O capitalismo ocidental, mesmo que não coloque as botas no chão na Ucrânia, decidiu lutar duramente contra seus inimigos com sanções. Que efeitos a guerra econômica terá no comércio internacional?

“Não acho que as sanções terão um impacto particularmente profundo no comércio mundial, exceto, é claro, no comércio com a Rússia e seus aliados. Haverá uma busca por novas fontes de abastecimento tornadas menos acessíveis pelas sanções, mas seria uma questão de mudança no comércio e não de redução real".

A pandemia antes e a guerra depois forçam os países ocidentais a planejar o encurtamento das cadeias de valor. Ser dependente de países potencialmente hostis é um risco que não podemos mais correr?

«Sim, já com a pandemia, muitos governos reconsideraram a ideia de reduzir a dependência das cadeias de abastecimento globais de bens particularmente importantes: os essenciais para a saúde, abastecimento alimentar, defesa e afins. Acredito que a invasão, as sanções e as consequências da guerra levarão muitos outros governos a tentar proteger melhor suas economias. Em primeiro lugar, contra os potenciais efeitos negativos das interrupções nas cadeias de abastecimento».

Você pode nos dar alguns exemplos de bens e tecnologias que em breve voltarão para casa?

«Trata-se da produção de bens considerados estratégicos, ou mesmo essenciais, para as várias nações. Alimentos básicos, suprimentos médicos, tecnologias relacionadas à defesa nacional e alguns equipamentos eletrônicos particularmente sensíveis.

A Europa descobriu-se muito frágil em alguns setores. Em primeiro lugar para produções simples (o caso das máscaras), depois para a questão energética e finalmente para os bens primários da agricultura. Haverá então uma nova fase de intervencionismo estatal na economia?

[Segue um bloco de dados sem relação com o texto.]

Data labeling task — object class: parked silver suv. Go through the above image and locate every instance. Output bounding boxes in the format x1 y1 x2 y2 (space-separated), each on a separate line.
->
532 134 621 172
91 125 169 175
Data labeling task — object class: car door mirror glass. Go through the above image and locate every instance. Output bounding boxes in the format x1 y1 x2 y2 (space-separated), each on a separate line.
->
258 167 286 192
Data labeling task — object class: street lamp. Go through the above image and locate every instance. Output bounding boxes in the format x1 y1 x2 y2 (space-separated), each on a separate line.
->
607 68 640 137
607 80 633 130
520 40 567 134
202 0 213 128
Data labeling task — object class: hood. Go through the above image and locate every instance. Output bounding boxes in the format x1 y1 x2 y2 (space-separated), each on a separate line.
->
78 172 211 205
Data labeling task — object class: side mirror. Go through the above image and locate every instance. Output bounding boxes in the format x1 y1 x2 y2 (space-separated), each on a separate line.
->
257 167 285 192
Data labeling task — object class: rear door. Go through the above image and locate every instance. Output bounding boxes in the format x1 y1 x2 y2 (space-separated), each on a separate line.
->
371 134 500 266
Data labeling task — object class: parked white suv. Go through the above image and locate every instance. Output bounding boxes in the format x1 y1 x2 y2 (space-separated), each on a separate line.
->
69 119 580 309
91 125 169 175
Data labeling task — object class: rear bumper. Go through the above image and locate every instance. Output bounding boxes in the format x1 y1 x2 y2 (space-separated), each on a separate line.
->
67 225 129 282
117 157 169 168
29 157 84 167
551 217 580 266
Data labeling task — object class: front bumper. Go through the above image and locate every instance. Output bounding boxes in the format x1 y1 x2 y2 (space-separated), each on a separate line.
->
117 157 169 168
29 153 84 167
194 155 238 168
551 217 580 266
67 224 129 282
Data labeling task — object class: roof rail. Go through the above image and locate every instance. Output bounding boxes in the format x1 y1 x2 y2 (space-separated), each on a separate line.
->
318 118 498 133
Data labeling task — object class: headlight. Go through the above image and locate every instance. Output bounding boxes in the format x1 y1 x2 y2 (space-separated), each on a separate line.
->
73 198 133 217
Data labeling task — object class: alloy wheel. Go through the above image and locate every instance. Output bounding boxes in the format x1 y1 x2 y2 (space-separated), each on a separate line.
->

«A União Europeia e os seus países membros terão de reavaliar fortemente a sua vulnerabilidade a interrupções na cadeia de abastecimento. Para além das óbvias implicações em matéria de energia, imagino que isso se aplique aos tipos de bens acima referidos, aos considerados cruciais para o funcionamento da economia europeia (electrónica e bens de equipamento) e aos considerados básicos como a alimentação e os cuidados de saúde ».

A inflação é uma "besta feia" com a qual não estávamos mais acostumados a lidar. Ele nos acompanhará por muito tempo, tanto pelos efeitos da transição energética quanto pela reorganização do comércio internacional. A política ocidental também está destinada a mudar?

«A política monetária está destinada a apertar nos Estados Unidos e na Europa, esta fase já começou. Resta saber até onde as taxas de juros terão que subir e o quanto esse aumento provocará uma profunda desaceleração da economia. E sobretudo verificar se esta política será suficiente para conter a inflação. A flexibilização das políticas fiscais, iniciada na era da pandemia e agora com a guerra, também será um desafio para as economias ocidentais.

Que cenários se antevêem no mundo das moedas face a esta reconfiguração da nova ordem comercial internacional?

«Embora continuem a haver projeções de queda do dólar, ainda não vejo sinais reais nesse sentido. Não há alternativa realisticamente viável, embora o euro possa se tornar um pouco mais atraente com o tempo. O renminbi, a moeda da China, carece da reputação que uma moeda internacional precisa, e o próprio mercado financeiro da China não é aberto e profundo o suficiente para suportar uma moeda de interesse global. Portanto, não vejo muitas mudanças no curto e médio prazo”.

No fator tecnológico, onde devemos olhar para entender como vão evoluir as relações entre as potências globais?

"Automação, biotecnologia e inteligência artificial são atualmente as pontas de lança da mudança tecnológica moderna e provavelmente continuarão a ser."

Última pergunta: à luz do que está acontecendo, você vê uma Europa mais forte ou mais fraca nos próximos anos?

«Acredito que a invasão russa da Ucrânia acabará por fortalecer tanto a NATO como a União Europeia. A perspectiva de um inimigo real geralmente concentra a mente e ajuda a superar as diferenças na busca da defesa comum."